How can unzip file in kettle where zip content cyrillic - unzip

I try to unzip file.zip with files (a, b, c) in pentaho kettle (file management -> unzip file). it working fine.
But if i try to unzip file.zip with files (a, b, ж), for example, i have errors:
2016/01/18 17:46:17 - cfgbuilder - Warning: The configuration parameter [org] is not supported by the default configuration builder for scheme: sftp
2016/01/18 17:46:17 - Unzip file - ERROR (version 6.0.1.0-386, build 1 from 2015-12-03 11.37.25 by buildguy) : Could not unzip file [file:///D:/projects/loaders/loader_little_files/src.zip]. Exception : [MALFORMED]
2016/01/18 17:46:17 - Unzip file - ERROR (version 6.0.1.0-386, build 1 from 2015-12-03 11.37.25 by buildguy) : java.lang.IllegalArgumentException: MALFORMED
2016/01/18 17:46:17 - Unzip file - at java.util.zip.ZipCoder.toString(ZipCoder.java:58)
2016/01/18 17:46:17 - Unzip file - at java.util.zip.ZipFile.getZipEntry(ZipFile.java:566)
2016/01/18 17:46:17 - Unzip file - at java.util.zip.ZipFile.access$900(ZipFile.java:60)
2016/01/18 17:46:17 - Unzip file - at java.util.zip.ZipFile$ZipEntryIterator.next(ZipFile.java:524)
2016/01/18 17:46:17 - Unzip file - at java.util.zip.ZipFile$ZipEntryIterator.nextElement(ZipFile.java:499)
2016/01/18 17:46:17 - Unzip file - at java.util.zip.ZipFile$ZipEntryIterator.nextElement(ZipFile.java:480)
2016/01/18 17:46:17 - Unzip file - at org.apache.commons.vfs2.provider.zip.ZipFileSystem.init(ZipFileSystem.java:91)
2016/01/18 17:46:17 - Unzip file - at org.apache.commons.vfs2.provider.AbstractVfsContainer.addComponent(AbstractVfsContainer.java:53)
2016/01/18 17:46:17 - Unzip file - at org.apache.commons.vfs2.provider.AbstractFileProvider.addFileSystem(AbstractFileProvider.java:103)
2016/01/18 17:46:17 - Unzip file - at org.apache.commons.vfs2.provider.AbstractLayeredFileProvider.createFileSystem(AbstractLayeredFileProvider.java:88)
2016/01/18 17:46:17 - Unzip file - at org.apache.commons.vfs2.provider.AbstractLayeredFileProvider.findFile(AbstractLayeredFileProvider.java:61)

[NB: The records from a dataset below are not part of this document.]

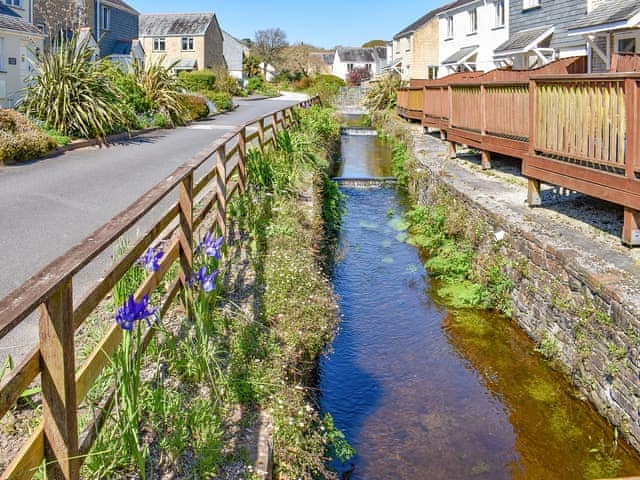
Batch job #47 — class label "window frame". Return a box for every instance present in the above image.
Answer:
[468,8,478,35]
[151,37,167,52]
[445,15,454,40]
[180,37,195,52]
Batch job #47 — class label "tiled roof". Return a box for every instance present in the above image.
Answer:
[569,0,640,30]
[496,25,553,53]
[140,13,215,37]
[0,4,40,35]
[393,0,470,40]
[442,45,479,64]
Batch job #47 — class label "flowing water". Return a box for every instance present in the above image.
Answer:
[320,129,640,480]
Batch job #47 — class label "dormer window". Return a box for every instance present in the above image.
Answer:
[469,8,478,34]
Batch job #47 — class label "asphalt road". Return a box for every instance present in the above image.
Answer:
[0,94,302,361]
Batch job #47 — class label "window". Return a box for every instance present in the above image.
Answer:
[182,37,193,51]
[447,16,453,38]
[494,0,504,28]
[469,8,478,34]
[616,37,637,53]
[100,5,111,30]
[153,37,167,52]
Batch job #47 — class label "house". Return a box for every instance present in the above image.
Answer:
[0,0,44,108]
[222,30,249,80]
[140,13,225,71]
[569,0,640,73]
[495,0,589,69]
[332,47,387,79]
[387,4,452,81]
[438,0,513,77]
[33,0,142,60]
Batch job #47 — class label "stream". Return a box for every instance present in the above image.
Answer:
[320,128,640,480]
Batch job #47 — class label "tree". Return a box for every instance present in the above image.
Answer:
[251,28,288,78]
[362,40,387,48]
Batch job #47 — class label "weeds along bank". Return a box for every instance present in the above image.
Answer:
[0,107,351,479]
[373,112,640,456]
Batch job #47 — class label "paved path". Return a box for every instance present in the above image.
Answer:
[0,94,304,358]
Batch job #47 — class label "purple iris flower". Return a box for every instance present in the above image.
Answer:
[138,247,164,273]
[196,232,224,260]
[191,267,218,293]
[116,294,156,332]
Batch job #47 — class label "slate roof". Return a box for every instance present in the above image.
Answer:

2016/01/18 17:46:17 - Unzip file - at org.apache.commons.vfs2.impl.DefaultFileSystemManager.resolveFile(DefaultFileSystemManager.java:790)

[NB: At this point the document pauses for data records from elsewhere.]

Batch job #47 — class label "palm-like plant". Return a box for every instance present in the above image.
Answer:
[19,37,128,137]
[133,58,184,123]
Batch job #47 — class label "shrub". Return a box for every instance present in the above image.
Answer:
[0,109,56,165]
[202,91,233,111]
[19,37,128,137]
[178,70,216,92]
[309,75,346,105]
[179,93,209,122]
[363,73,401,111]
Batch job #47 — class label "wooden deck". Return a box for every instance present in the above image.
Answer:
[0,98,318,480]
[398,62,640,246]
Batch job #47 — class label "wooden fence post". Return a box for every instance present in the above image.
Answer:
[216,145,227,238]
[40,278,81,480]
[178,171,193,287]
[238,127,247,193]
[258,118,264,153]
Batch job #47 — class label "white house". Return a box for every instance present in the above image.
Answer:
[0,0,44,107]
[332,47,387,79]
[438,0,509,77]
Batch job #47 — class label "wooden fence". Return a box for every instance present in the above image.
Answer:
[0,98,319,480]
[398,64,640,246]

2016/01/18 17:46:17 - Unzip file - at org.apache.commons.vfs2.impl.DefaultFileSystemManager.resolveFile(DefaultFileSystemManager.java:712)
2016/01/18 17:46:17 - Unzip file - at org.pentaho.di.core.vfs.KettleVFS.getFileObject(KettleVFS.java:151)
2016/01/18 17:46:17 - Unzip file - at org.pentaho.di.core.vfs.KettleVFS.getFileObject(KettleVFS.java:106)
2016/01/18 17:46:17 - Unzip file - at org.pentaho.di.job.entries.unzip.JobEntryUnZip.unzipFile(JobEntryUnZip.java:618)
2016/01/18 17:46:17 - Unzip file - at org.pentaho.di.job.entries.unzip.JobEntryUnZip.processOneFile(JobEntryUnZip.java:516)
2016/01/18 17:46:17 - Unzip file - at org.pentaho.di.job.entries.unzip.JobEntryUnZip.execute(JobEntryUnZip.java:461)
2016/01/18 17:46:17 - Unzip file - at org.pentaho.di.job.Job.execute(Job.java:730)
2016/01/18 17:46:17 - Unzip file - at org.pentaho.di.job.Job.execute(Job.java:873)
2016/01/18 17:46:17 - Unzip file - at org.pentaho.di.job.Job.execute(Job.java:873)
2016/01/18 17:46:17 - Unzip file - at org.pentaho.di.job.Job.execute(Job.java:873)
2016/01/18 17:46:17 - Unzip file - at org.pentaho.di.job.Job.execute(Job.java:546)
2016/01/18 17:46:17 - Unzip file - at org.pentaho.di.job.Job.run(Job.java:435)
I'am using windows 7, when i create "ж" file.
I'am trying to rename file in linux to "ж" - the result has not changed.
How can i do this? Any hidden setting?
Thanks!

Non utf-8 encoding in zip files.
Taken from here. https://blogs.oracle.com/xuemingshen/entry/non_utf_8_encoding_in
Important parts
The Zip specification (historically) does not specify what character encoding to be used for the embedded file names
Jar specification meanwhile explicitly specifies to use UTF-8 as the encoding to encode and decode all file names and comments in Jar files. Our java.util.jar and java.util.zip implementation therefor strictly followed Jar specification to use UTF-8 as the sole encoding when dealing with the file names and comments stored in Jar/Zip files.
Windows NFTS filesystem encoding UTF-16. Cyrillic symbols in file names cause problems in java application. Troubles will arise in use some third party tools to create zip archive (unless u use java based tools - which rarely) and then unzip them using java tools like PDI.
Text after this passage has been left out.